「山の中でひとり」  第115話
3976c037bf-1231763735.png 「すいません。この村から出て行きます。身勝手なお願いでした。」
 サトシ君のお父さんが苦しそうに言った。
「村を出てどこに行くんですか?」
 おじさんが苦しそうにサトシ君のお父さんから目をそらして聞いた。
「単身赴任先の台湾に連れて行こうと思います。もうここには居られないし、それにそもそも家族を残していくべきじゃなかった。」
 噛みしめるように言った。
「正月に帰ってきたら、二人が変わってた。お盆に帰ってきたら、どうしていいか分からなくなってた。気が付いたらこんな事になってた…」
 一言一言、苦しそうだった。それは話すと言うより、絞り出すような感じだった。最後に見たお父さんの姿を思い出す。なんだかんだ言って、この人も結局逃げ出すのだろうか?

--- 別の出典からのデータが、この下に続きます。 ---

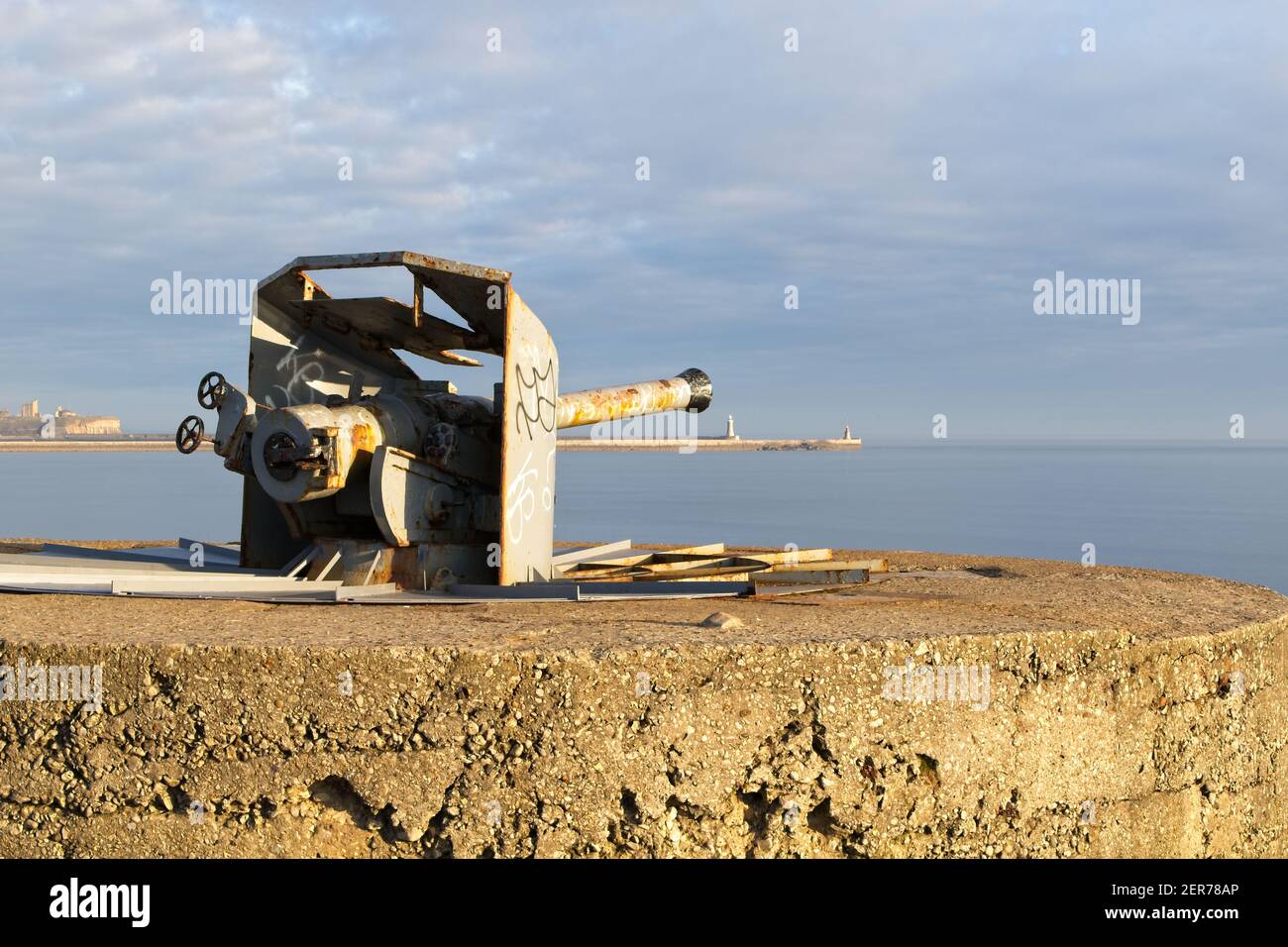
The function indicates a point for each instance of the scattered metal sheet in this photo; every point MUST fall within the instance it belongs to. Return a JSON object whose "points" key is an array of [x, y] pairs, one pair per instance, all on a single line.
{"points": [[818, 577], [578, 556]]}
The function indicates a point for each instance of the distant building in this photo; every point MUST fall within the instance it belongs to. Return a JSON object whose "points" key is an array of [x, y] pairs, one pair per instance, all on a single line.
{"points": [[29, 424]]}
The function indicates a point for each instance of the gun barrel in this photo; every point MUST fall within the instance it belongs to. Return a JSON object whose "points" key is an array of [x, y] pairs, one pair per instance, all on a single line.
{"points": [[690, 390]]}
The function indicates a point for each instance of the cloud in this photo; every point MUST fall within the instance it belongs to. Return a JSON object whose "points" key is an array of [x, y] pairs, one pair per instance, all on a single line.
{"points": [[768, 169]]}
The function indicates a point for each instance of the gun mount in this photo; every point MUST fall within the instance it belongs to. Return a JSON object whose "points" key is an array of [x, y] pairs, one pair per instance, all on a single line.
{"points": [[394, 478]]}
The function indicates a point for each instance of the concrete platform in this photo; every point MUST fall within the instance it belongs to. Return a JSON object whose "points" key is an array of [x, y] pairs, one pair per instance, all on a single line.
{"points": [[1125, 712]]}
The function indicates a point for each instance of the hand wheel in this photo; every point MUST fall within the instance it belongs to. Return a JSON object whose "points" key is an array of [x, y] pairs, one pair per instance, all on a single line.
{"points": [[189, 436], [210, 392]]}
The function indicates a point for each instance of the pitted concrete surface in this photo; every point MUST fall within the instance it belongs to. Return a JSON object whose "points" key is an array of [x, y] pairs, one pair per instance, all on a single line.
{"points": [[1126, 712]]}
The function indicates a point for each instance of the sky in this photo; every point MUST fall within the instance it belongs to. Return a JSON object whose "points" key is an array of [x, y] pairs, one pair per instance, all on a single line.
{"points": [[912, 169]]}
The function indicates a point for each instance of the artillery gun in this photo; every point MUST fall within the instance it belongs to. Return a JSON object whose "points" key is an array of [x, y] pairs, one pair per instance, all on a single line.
{"points": [[359, 470]]}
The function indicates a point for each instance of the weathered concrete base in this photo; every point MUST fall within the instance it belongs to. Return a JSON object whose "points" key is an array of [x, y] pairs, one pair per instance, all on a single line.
{"points": [[1127, 714]]}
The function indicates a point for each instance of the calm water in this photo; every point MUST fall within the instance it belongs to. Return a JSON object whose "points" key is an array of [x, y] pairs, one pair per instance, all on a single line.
{"points": [[1218, 509]]}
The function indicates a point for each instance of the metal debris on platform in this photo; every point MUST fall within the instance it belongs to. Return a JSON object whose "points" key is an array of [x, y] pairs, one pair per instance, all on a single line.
{"points": [[364, 482], [614, 571]]}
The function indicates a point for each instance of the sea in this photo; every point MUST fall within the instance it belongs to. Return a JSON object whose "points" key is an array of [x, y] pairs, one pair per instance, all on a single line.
{"points": [[1215, 508]]}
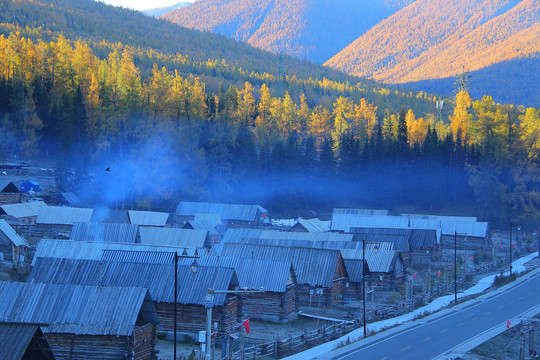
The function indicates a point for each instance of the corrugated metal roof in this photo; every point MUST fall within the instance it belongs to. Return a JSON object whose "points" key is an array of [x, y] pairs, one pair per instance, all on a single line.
{"points": [[272, 275], [397, 236], [152, 257], [174, 237], [283, 235], [106, 232], [91, 250], [441, 217], [312, 266], [225, 211], [148, 218], [157, 278], [23, 210], [378, 260], [107, 215], [201, 225], [71, 198], [355, 269], [212, 219], [76, 309], [16, 338], [341, 211], [423, 239], [301, 243], [478, 229], [313, 225], [8, 186], [341, 222], [60, 215], [8, 231]]}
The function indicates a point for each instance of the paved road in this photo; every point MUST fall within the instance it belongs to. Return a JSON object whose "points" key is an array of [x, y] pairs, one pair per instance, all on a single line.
{"points": [[439, 335]]}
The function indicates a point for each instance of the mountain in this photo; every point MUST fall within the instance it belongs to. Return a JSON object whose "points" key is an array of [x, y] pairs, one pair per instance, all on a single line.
{"points": [[310, 29], [157, 12], [435, 39]]}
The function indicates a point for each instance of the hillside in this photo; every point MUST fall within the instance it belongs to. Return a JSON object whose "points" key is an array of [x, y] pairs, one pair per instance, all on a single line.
{"points": [[98, 23], [442, 37], [157, 12], [311, 29]]}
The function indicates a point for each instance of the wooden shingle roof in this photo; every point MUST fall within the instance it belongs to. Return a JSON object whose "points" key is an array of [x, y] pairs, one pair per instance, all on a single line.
{"points": [[76, 309], [312, 266], [157, 278]]}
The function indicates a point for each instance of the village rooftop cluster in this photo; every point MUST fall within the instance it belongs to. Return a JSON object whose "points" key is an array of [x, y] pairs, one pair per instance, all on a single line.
{"points": [[102, 281]]}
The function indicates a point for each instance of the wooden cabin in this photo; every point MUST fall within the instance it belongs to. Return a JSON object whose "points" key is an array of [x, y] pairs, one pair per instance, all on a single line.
{"points": [[310, 225], [277, 300], [386, 266], [105, 232], [25, 212], [232, 215], [159, 280], [24, 341], [86, 322], [60, 218], [320, 273], [9, 193], [12, 246]]}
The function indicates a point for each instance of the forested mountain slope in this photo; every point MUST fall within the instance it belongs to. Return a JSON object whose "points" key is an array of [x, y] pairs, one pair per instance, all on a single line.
{"points": [[312, 29], [436, 39]]}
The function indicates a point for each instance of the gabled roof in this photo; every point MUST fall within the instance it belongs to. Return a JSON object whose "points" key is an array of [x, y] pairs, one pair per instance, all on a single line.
{"points": [[232, 235], [23, 210], [91, 250], [381, 260], [342, 222], [356, 268], [201, 225], [105, 232], [8, 187], [11, 235], [148, 218], [212, 219], [225, 211], [15, 339], [102, 214], [312, 225], [272, 275], [63, 215], [300, 243], [312, 266], [71, 198], [441, 217], [157, 278], [76, 309], [342, 211], [174, 237]]}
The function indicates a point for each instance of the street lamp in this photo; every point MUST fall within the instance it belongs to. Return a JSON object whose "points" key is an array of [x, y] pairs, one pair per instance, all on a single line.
{"points": [[455, 264], [518, 228], [194, 269]]}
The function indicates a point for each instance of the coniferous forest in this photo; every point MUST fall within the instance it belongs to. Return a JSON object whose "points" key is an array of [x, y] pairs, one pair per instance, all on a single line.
{"points": [[170, 127]]}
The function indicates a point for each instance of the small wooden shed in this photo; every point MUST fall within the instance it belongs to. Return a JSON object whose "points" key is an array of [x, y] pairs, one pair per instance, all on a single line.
{"points": [[85, 322], [12, 246], [320, 273], [9, 193], [158, 278], [24, 341]]}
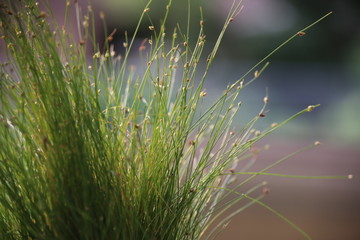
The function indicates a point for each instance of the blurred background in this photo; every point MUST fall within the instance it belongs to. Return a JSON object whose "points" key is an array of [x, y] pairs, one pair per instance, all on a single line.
{"points": [[321, 67]]}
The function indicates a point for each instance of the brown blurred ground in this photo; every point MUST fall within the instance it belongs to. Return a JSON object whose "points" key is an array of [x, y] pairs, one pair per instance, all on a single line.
{"points": [[325, 209]]}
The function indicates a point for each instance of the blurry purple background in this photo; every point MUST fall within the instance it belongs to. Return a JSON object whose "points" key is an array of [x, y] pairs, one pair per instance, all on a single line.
{"points": [[321, 67]]}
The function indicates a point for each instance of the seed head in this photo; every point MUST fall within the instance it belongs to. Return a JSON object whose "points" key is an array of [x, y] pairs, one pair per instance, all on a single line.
{"points": [[43, 14], [300, 34], [310, 108]]}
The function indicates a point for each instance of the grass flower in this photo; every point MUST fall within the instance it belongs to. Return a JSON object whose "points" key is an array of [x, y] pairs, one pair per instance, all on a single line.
{"points": [[94, 148]]}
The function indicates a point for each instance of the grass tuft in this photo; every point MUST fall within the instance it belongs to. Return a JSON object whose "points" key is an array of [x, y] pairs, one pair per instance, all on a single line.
{"points": [[95, 148]]}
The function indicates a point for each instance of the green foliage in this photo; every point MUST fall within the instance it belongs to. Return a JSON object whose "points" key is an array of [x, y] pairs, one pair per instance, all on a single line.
{"points": [[97, 149]]}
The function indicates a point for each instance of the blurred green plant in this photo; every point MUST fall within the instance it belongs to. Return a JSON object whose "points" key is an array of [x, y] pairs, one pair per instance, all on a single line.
{"points": [[98, 149]]}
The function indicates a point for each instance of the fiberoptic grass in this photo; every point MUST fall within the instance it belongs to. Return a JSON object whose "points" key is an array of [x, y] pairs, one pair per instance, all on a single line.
{"points": [[96, 149]]}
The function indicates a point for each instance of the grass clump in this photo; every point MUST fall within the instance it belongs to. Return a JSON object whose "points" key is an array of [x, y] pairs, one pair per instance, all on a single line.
{"points": [[97, 149]]}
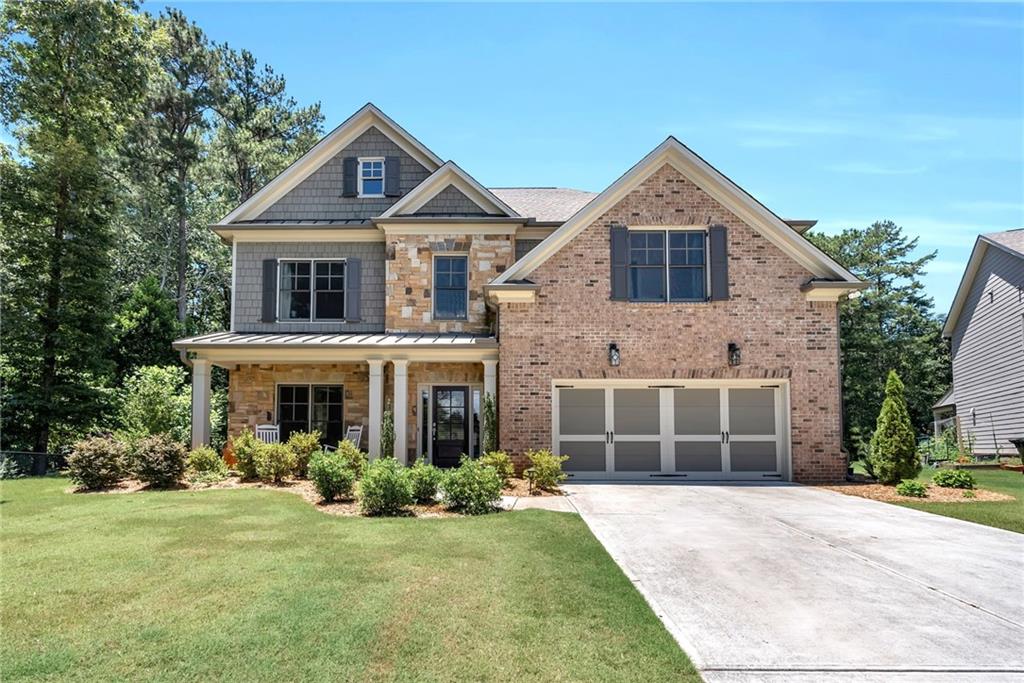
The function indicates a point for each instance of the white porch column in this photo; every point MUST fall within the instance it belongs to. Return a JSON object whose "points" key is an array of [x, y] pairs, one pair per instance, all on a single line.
{"points": [[376, 406], [201, 402], [400, 409], [491, 379]]}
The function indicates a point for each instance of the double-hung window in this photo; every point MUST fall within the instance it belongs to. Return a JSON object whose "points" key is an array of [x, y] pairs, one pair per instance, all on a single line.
{"points": [[371, 176], [667, 265], [451, 294], [311, 290]]}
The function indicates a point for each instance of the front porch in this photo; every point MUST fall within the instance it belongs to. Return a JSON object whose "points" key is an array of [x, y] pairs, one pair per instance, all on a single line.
{"points": [[434, 385]]}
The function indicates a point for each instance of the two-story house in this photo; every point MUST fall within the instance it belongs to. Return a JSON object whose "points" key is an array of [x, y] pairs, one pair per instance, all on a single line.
{"points": [[985, 328], [669, 327]]}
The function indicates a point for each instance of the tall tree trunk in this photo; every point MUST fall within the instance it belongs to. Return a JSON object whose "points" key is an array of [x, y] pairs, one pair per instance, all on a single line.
{"points": [[51, 321], [182, 245]]}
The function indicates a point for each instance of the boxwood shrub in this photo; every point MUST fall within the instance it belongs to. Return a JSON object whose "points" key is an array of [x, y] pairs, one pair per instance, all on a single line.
{"points": [[385, 488], [159, 461], [953, 479], [473, 487], [97, 462], [331, 475]]}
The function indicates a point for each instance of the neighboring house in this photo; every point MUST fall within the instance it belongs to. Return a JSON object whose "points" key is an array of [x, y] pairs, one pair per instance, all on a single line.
{"points": [[985, 327], [670, 326]]}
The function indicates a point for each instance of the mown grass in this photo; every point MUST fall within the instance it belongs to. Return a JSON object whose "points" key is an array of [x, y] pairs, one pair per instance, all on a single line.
{"points": [[257, 585], [1006, 514]]}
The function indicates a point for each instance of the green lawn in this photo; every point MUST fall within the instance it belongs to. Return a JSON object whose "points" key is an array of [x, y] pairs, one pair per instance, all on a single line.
{"points": [[1008, 514], [257, 585]]}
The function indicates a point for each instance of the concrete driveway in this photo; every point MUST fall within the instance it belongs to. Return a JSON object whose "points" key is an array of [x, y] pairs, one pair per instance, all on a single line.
{"points": [[772, 583]]}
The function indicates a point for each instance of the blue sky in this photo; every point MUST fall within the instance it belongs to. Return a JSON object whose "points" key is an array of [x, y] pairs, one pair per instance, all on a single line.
{"points": [[844, 113]]}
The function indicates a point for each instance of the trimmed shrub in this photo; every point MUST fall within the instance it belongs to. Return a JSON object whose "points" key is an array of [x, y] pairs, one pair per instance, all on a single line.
{"points": [[472, 487], [97, 462], [894, 449], [425, 479], [246, 445], [160, 461], [385, 488], [206, 465], [502, 464], [545, 471], [303, 444], [331, 475], [911, 488], [355, 459], [274, 462], [953, 479]]}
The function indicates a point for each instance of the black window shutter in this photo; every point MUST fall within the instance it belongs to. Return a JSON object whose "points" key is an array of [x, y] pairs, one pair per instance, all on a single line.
{"points": [[620, 263], [353, 287], [349, 176], [392, 173], [718, 246], [269, 290]]}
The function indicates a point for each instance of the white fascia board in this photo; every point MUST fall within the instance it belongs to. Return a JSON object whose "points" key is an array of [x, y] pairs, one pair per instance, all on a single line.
{"points": [[710, 180], [326, 150], [449, 174], [967, 282]]}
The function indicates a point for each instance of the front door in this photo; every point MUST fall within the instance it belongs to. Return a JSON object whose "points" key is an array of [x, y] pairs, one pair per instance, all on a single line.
{"points": [[450, 429]]}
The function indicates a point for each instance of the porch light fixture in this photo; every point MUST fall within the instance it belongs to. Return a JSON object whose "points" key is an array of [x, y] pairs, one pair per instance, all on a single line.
{"points": [[733, 354], [613, 355]]}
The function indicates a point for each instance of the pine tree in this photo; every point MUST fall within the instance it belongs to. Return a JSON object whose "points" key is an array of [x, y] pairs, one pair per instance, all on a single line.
{"points": [[71, 73], [894, 447]]}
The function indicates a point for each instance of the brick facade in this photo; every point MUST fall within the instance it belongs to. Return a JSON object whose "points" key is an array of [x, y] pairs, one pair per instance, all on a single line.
{"points": [[410, 279], [565, 334]]}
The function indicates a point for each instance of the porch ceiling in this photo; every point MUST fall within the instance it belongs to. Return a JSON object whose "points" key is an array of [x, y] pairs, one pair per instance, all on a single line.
{"points": [[260, 347]]}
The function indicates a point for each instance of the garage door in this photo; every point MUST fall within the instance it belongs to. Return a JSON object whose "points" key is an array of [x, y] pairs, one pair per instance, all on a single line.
{"points": [[691, 432]]}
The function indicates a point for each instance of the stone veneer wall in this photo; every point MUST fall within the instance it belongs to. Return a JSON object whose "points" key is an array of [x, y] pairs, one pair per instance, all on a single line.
{"points": [[252, 391], [565, 334], [409, 280]]}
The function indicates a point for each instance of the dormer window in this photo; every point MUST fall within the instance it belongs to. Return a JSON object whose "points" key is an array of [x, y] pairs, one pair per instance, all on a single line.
{"points": [[371, 176]]}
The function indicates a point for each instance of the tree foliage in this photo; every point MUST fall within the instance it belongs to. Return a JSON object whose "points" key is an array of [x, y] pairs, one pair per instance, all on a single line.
{"points": [[890, 327], [893, 455]]}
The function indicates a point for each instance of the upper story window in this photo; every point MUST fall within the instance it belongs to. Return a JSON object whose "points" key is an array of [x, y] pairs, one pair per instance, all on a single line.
{"points": [[668, 265], [451, 293], [371, 176], [311, 290]]}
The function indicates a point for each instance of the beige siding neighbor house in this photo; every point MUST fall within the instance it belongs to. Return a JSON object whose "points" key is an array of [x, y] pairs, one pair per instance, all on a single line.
{"points": [[669, 328]]}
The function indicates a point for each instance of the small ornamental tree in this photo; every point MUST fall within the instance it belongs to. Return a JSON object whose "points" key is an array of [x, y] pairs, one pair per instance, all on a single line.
{"points": [[894, 449], [489, 424]]}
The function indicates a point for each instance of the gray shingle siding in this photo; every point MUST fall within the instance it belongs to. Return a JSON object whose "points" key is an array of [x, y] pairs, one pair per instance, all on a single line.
{"points": [[249, 279], [988, 354], [318, 197], [523, 247], [451, 202]]}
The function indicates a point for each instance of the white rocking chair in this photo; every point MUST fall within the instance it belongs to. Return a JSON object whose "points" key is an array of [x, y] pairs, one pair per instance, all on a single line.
{"points": [[268, 433]]}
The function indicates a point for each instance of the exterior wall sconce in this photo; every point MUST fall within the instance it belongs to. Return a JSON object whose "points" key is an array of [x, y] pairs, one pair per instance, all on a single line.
{"points": [[733, 354]]}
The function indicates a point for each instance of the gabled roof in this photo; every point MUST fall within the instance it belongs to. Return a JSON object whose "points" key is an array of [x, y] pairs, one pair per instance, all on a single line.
{"points": [[546, 205], [1011, 242], [326, 150], [449, 175], [710, 180]]}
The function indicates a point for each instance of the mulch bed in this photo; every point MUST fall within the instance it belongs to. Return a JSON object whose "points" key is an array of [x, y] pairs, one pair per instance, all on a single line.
{"points": [[305, 488], [878, 492]]}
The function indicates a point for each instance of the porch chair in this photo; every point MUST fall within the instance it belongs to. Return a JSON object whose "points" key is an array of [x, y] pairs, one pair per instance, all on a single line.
{"points": [[268, 433]]}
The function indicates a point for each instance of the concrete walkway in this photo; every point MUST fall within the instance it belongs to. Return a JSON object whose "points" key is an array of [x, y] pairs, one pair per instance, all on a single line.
{"points": [[787, 583]]}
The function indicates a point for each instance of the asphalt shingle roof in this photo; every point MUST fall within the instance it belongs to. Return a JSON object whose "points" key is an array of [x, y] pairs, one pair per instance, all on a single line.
{"points": [[544, 204]]}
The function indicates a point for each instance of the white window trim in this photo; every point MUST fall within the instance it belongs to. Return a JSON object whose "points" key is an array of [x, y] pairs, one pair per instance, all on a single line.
{"points": [[358, 172], [312, 292], [668, 267], [433, 288], [309, 416]]}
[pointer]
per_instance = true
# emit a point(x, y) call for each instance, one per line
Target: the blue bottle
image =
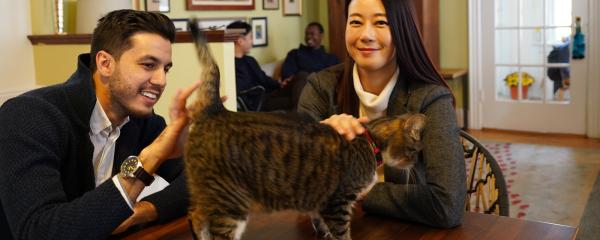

「家族に寂しい思いをさせたのが悪かったのでしょうか?何が悪かったのか、正直分からないです。君にどんな償いをすればいいかすら分からない…。情けない」
 寂しそうに、弱々しく肩を丸めてサトシ君のお父さんは帰った。

 疲れた。とにかく私は疲れていた。
 精神的にも、肉体的にも疲れ切っていた。
 居間でタカヨシ君が座ったまま眠っている。
 今日のことはタカヨシ君には話していない。
 私は飛んできた蛍を追いかけているウチに、道に迷った事になっている。
 何もなかったし、何事もなく祭りは終わった。
 サトシ君のお父さんは村社会でのけじめを取った訳じゃない。
 サトシ君の家族はお父さんの仕事の都合で引っ越すだけだ。
 それだけだ。

 私が守れたのは、自分以外ではタカヨシ君だけだ。いとおしく思う。
 私はタカヨシ君に寄り添って眠った。